I hope display manufacturers continue to produce 4:3 displays. I know I’m losing the battle with CRTs. Monitors are near impossible to find but CRT TVs can still be had at lower-end retailers. I should peruse some retailer websites to see if you can still get CRT TVs. Anyway, I’ve acknowledged that I may eventually have to buy an LCD monitor or TV even though they don’t last anywhere near as long as CRTs, cost more upfront, and take 30 years to save you enough electricity to recover the higher upfront cost. The 16:9 displays are ridiculous. I think it’s a ploy to get you to buy a bigger display panel. Like I said, a 42″ would be plenty for me in 4:3 ratio. But not at 16:9, which means I would have to pony up the extra bucks for a 55″. The display manufacturers are giving us less display for our money, so we have to pay more to get what we want. I never thought I would be facing the day when it would be so damned hard to find a 4:3 CRT TV and monitor. We’re all getting these crappy 16:9 LCDs forced on us, and the majority of consumers are just going along with it because the marketers have deluded them into thinking wider is better.

Postscript: I just found monitor specs. For that funky widescreen Viewsonic, it says the screen is 14.4″ by 9.0″. This 17″ Acer, which looked decent to me, has a screen area of 13.3″ by 10.6″. Let’s do the math. The funky widescreen 17″ Viewsonic has a screen area of 129.6 square inches versus the normal 17″ Acer’s 143.64 square inches. Aha! Do I get a Nobel Prize for this? I have demonstrated that with a widescreen you get 9.77% less screen area. I am pleased to proclaim that widescreens officially SUCK.


Responses

  1. Thank you for putting a hard number or two behind my disgust for the office user that blindly badgers me about wanting a widescreen monitor because they “multi-task” and “need a lot of things open” deeming their crummy 19″ 4:3 flat-tube just too small. Then there’s the goofball that goes to the warehouse computer outlet on the weekend – a 17″ “widescreen” (must be bigger, right?) shows up on an expense report and I get a complaint that somebody’s icons that used to be square are now tiny and rectangular. When I explain that their display adapter doesn’t dance in 16:9 the conversation really goes to heck in a bucket.
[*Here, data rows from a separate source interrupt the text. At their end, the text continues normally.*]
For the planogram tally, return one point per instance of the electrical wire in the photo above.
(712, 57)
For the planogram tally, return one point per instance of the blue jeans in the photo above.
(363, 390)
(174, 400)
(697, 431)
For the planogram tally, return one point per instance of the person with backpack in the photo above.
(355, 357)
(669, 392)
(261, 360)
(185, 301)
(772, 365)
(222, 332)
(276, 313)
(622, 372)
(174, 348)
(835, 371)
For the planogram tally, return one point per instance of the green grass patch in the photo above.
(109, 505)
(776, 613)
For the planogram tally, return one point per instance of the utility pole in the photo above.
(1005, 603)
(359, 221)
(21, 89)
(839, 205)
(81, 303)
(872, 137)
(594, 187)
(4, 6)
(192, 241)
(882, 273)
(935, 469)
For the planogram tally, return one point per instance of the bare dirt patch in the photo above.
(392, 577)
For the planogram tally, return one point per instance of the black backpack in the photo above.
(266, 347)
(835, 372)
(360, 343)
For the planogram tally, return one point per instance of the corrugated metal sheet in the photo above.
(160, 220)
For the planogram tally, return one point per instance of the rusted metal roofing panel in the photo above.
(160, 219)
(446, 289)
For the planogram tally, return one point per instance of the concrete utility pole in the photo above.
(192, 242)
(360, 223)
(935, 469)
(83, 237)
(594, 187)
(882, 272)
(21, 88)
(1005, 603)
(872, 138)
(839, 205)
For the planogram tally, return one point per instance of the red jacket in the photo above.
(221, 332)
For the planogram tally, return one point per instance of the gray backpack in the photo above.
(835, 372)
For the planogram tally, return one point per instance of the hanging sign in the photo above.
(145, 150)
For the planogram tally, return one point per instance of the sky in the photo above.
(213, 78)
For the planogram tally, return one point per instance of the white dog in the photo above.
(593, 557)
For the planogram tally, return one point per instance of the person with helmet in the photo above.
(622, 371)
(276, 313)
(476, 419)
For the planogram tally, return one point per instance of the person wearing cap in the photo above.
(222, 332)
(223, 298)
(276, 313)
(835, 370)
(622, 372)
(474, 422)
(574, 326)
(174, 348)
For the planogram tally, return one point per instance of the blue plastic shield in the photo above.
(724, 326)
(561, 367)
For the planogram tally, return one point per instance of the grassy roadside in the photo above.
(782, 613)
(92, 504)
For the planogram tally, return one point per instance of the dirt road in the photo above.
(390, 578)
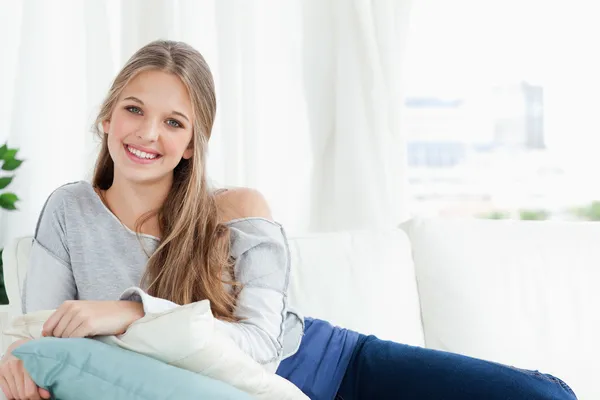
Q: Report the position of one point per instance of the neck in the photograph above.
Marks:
(129, 201)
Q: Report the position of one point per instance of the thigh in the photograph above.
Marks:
(387, 370)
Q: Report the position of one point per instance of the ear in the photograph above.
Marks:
(106, 126)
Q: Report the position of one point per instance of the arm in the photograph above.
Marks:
(262, 267)
(49, 281)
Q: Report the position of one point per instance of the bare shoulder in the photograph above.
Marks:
(241, 202)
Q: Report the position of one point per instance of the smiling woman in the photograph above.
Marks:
(144, 139)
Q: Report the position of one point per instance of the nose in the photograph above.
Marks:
(149, 131)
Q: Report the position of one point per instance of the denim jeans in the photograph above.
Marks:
(381, 370)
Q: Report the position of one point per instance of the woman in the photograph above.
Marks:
(149, 233)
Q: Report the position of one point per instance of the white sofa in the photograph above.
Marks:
(520, 293)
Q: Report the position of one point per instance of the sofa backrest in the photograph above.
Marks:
(520, 293)
(363, 281)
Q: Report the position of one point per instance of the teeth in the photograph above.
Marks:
(141, 154)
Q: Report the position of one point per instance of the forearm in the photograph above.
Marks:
(134, 310)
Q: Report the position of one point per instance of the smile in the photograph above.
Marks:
(141, 156)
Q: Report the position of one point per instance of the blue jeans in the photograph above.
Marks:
(380, 370)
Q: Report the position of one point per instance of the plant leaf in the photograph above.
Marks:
(5, 181)
(12, 164)
(8, 200)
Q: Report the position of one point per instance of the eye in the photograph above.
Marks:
(174, 123)
(134, 110)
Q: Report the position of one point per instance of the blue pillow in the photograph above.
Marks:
(75, 369)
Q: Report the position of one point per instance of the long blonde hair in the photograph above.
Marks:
(192, 260)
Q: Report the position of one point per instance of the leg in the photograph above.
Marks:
(387, 370)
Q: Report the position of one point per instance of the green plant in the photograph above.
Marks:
(7, 199)
(534, 215)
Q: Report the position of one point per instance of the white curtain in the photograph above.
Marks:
(57, 71)
(309, 98)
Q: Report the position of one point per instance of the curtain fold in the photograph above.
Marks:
(309, 96)
(62, 68)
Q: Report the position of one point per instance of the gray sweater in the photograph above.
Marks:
(82, 251)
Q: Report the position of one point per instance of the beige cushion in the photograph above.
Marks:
(185, 337)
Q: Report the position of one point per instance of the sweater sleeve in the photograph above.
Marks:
(49, 280)
(262, 266)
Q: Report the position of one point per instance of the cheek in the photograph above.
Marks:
(121, 126)
(176, 144)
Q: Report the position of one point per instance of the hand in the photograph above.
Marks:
(16, 382)
(80, 318)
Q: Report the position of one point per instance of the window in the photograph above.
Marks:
(500, 114)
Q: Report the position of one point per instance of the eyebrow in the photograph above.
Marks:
(132, 98)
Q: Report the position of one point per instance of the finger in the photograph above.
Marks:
(54, 319)
(16, 381)
(31, 389)
(44, 394)
(74, 325)
(82, 330)
(5, 388)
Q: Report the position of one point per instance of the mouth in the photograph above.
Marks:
(140, 156)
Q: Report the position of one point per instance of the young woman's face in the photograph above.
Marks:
(150, 129)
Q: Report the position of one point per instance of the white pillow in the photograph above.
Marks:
(185, 337)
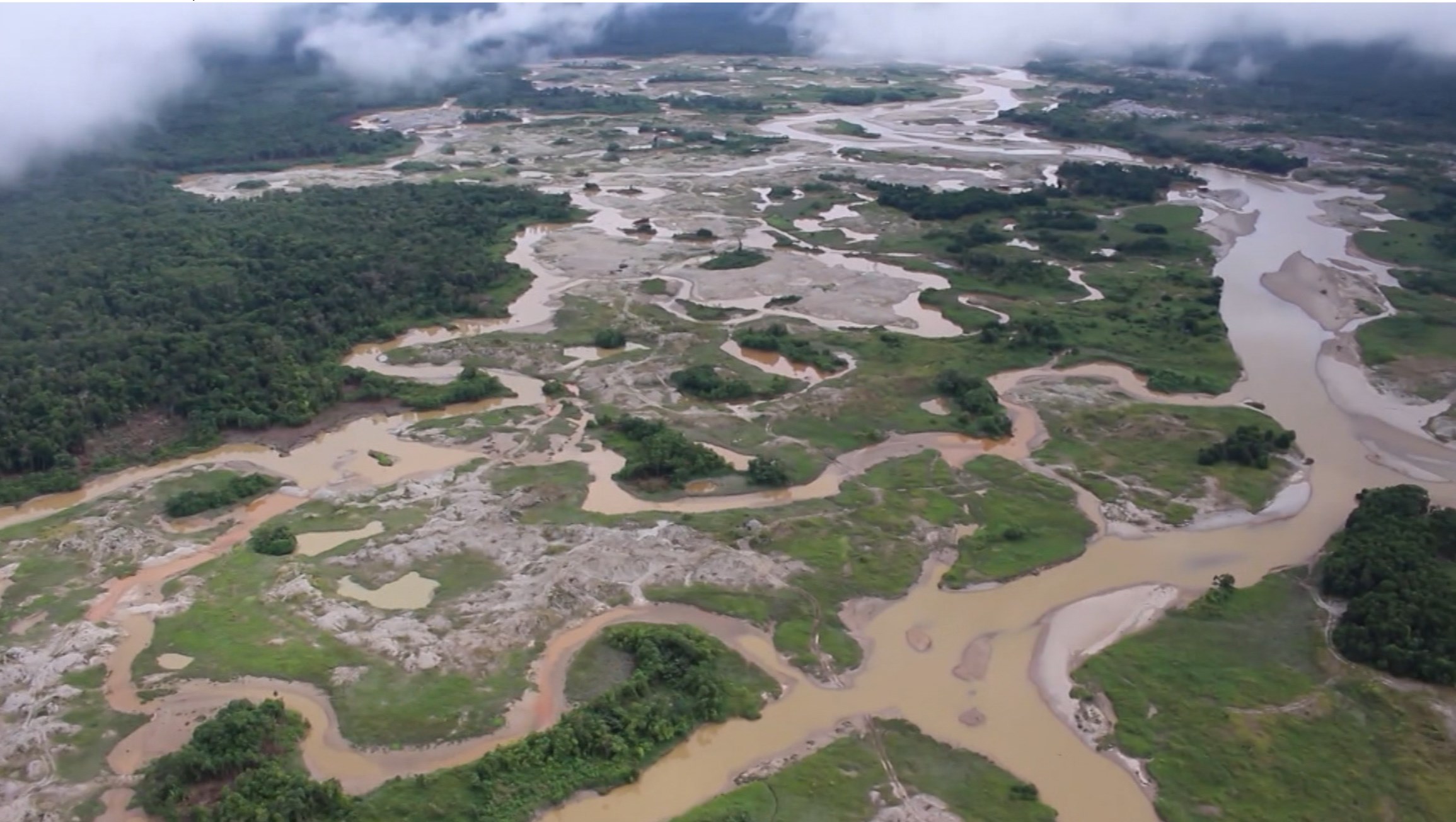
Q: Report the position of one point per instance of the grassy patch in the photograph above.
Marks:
(737, 258)
(1404, 242)
(325, 516)
(596, 669)
(1416, 347)
(98, 728)
(683, 680)
(833, 785)
(475, 427)
(1157, 447)
(865, 541)
(231, 632)
(1027, 521)
(1350, 748)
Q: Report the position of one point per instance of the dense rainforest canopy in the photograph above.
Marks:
(1397, 564)
(224, 313)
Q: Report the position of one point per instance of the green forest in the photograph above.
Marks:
(1395, 562)
(241, 766)
(680, 678)
(142, 300)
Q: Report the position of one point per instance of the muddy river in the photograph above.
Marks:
(999, 654)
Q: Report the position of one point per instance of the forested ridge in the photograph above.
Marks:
(127, 296)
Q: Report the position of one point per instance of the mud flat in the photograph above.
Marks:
(1326, 293)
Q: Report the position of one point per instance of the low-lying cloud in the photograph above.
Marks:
(78, 76)
(81, 74)
(1009, 34)
(389, 53)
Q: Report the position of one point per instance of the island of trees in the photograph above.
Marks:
(1395, 562)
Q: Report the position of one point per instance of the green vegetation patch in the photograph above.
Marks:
(707, 381)
(475, 427)
(657, 456)
(1149, 453)
(778, 339)
(868, 541)
(682, 678)
(241, 764)
(1232, 709)
(1395, 562)
(245, 344)
(217, 489)
(596, 669)
(232, 632)
(833, 785)
(849, 130)
(1417, 347)
(737, 258)
(1027, 523)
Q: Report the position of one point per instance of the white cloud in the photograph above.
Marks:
(1012, 32)
(78, 74)
(74, 74)
(388, 53)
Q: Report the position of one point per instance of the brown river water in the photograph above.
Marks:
(916, 646)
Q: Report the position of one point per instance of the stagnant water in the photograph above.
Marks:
(1341, 430)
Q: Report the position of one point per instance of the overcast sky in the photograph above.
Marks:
(76, 74)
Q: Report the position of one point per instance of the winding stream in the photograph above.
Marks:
(1285, 354)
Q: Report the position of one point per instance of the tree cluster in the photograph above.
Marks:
(490, 115)
(657, 454)
(737, 258)
(609, 338)
(680, 680)
(241, 766)
(1120, 181)
(925, 204)
(708, 383)
(236, 489)
(777, 338)
(509, 89)
(124, 296)
(980, 412)
(273, 540)
(1394, 564)
(1250, 446)
(712, 104)
(1071, 121)
(768, 472)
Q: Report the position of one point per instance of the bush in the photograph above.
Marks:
(777, 338)
(656, 453)
(982, 414)
(241, 764)
(737, 258)
(273, 540)
(1248, 446)
(609, 338)
(705, 383)
(768, 472)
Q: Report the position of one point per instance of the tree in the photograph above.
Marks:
(273, 540)
(609, 338)
(768, 472)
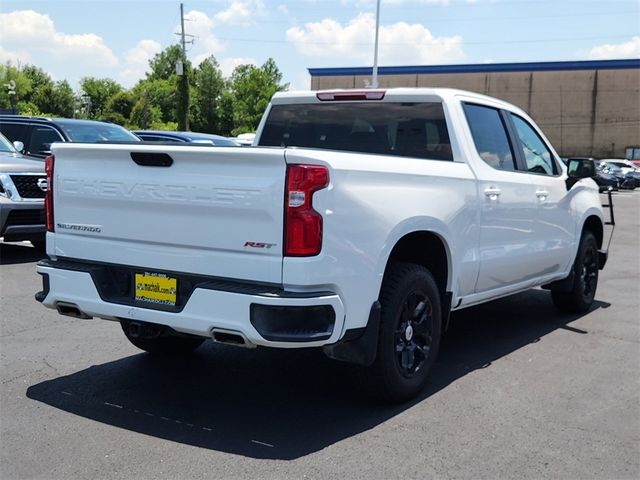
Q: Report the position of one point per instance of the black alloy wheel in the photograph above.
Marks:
(409, 336)
(585, 282)
(414, 333)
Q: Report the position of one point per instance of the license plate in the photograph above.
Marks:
(156, 288)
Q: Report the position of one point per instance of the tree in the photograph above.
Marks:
(97, 92)
(163, 68)
(252, 88)
(163, 64)
(10, 75)
(208, 87)
(38, 77)
(122, 104)
(160, 94)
It’s a shame that people don’t get a little education before they chase after the lemming in front of them.
    – Jolly good.

  2. I’ll admit, there was one day a few weeks ago when I wished I had two displays instead of my single 19″ LCD (office picked it, I prefer CRT). That particular day had me working with four different-sized windows at once all layered on top of each other and scattered around. But that was one day out of four *years* at this job.